Les inégalités économiques se renforcent mutuellement puisque les revenus permettent l’accumulation d’un patrimoine qui est lui-même source de revenus. De plus, les inégalités économiques peuvent générer les inégalités sociales : par exemple, on observe une corrélation entre niveau de vie et espérance de vie. Les individus qui ont des revenus faibles (ex : chômeurs, emplois précaires, ouvriers et employés les moins qualifiés) ont un accès aux soins qui est plus difficiles. Leur revenu a également un effet sur leur consommation alimentaire. Les personnes les plus pauvres ont une alimentation plus riche en calories et moins équilibrée. On observe alors une corrélation entre niveau de vie et obésité. L’alimentation va donc impacter directement l’espérance de vie mais également la qualité de vie. De plus, les conditions de travail des moins qualifiés sont souvent plus pénibles et plus dangereuses (pour les précaires/certains ouvriers) : cette usure physique et psychique de l’organisme, impacte la santé des individus. Pour finir, les différences de revenus expliquent donc les inégalités d’accès aux soins et d’espérance de vie.

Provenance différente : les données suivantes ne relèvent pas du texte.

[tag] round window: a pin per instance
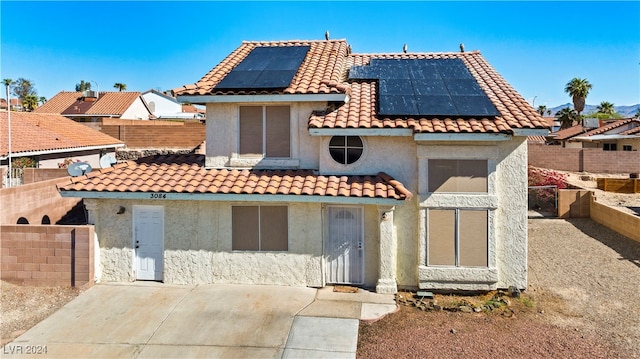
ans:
(345, 149)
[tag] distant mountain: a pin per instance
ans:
(625, 111)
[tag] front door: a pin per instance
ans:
(148, 241)
(344, 248)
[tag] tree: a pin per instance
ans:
(566, 116)
(606, 108)
(542, 109)
(578, 89)
(83, 86)
(30, 102)
(23, 88)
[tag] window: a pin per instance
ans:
(457, 176)
(265, 131)
(345, 149)
(457, 237)
(260, 228)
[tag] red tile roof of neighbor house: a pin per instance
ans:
(73, 103)
(611, 126)
(187, 174)
(47, 132)
(567, 133)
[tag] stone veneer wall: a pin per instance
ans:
(47, 255)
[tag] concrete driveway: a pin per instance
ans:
(153, 320)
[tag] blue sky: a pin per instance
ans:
(536, 46)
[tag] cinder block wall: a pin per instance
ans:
(187, 135)
(47, 255)
(34, 201)
(593, 160)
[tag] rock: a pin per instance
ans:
(514, 292)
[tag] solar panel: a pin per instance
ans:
(266, 67)
(426, 87)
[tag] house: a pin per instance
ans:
(92, 106)
(164, 106)
(619, 135)
(51, 141)
(322, 166)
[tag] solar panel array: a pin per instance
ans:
(266, 67)
(425, 87)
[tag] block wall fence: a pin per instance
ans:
(593, 160)
(47, 255)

Enfin, les inégalités sociales entraînent également des inégalités économiques : Par exemple, la rémunération des femmes est inférieure à celle des hommes. Les femmes prennent largement en charge le travail domestique, l’éducation des enfants, ce qui peut expliquer un taux d’emploi plus faible pour les mères de jeunes enfants, mais aussi le choix d’emploi à temps partiel (qui concerne plus d’un quart des femmes en emploi) ainsi que des carrières plus discontinues. Cela contribue à expliquer les écarts de rémunération entre hommes et femmes. Ici, le genre est le facteur qui explique le mieux l’origine des inégalités de rémunération.

II] La justice sociale repose sur plusieurs conceptions de l’égalité, du juste et de l’injuste.

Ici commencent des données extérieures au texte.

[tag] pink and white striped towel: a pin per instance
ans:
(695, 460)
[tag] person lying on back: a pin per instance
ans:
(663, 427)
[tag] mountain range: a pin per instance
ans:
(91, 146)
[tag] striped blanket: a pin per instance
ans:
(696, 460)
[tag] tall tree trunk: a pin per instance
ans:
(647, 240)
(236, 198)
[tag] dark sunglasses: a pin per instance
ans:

 La justice sociale est un principe politique et moral qui a pour objectif une égalité des droits et une organisation collective qui permettent une distribution juste et équitable des richesses, qu'elles soient matérielles ou symboliques, entre les différents membres de la société. Néanmoins, pour savoir ce qui est juste ou injuste, il faut se référer à une norme de justice (quelles sont les inégalités injustes et à corriger, quelles sont les situations inéquitables mais acceptable socialement etc.).

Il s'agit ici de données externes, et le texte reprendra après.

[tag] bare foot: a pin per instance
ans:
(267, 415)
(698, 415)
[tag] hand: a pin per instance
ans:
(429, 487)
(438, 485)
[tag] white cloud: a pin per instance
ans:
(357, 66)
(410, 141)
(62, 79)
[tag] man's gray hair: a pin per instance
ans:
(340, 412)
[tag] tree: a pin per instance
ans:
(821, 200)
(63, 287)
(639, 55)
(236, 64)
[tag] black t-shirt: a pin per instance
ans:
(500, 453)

Une partie des théories de la justice sociale impliquent de la part de L’État la volonté de compenser certaines inégalités qui apparaissent dans le fonctionnement de la société et de faire en sorte que toutes les composantes de celle-ci puissent se développer tant sur le plan économique que culturel.

A) Les trois dimensions de l’égalité.

L’égalité correspond à des situations identiques ou équivalentes, entre individus, face aux droits qu’ils peuvent revendiquer, aux conditions d’existence et aux ressources rares auxquelles ils peuvent prétendre (emploi, prestige social, etc.). L’égalité peut revêtir des contenus différents et la poursuite de l’égalité dans une de ses dimensions peut coexister avec le maintien d’inégalités importantes dans une ou plusieurs autres dimensions. On peut, dans cette perspective, distinguer les différentes dimensions de l’égalité : égalité des droits, égalité des situations ou égalité des chances.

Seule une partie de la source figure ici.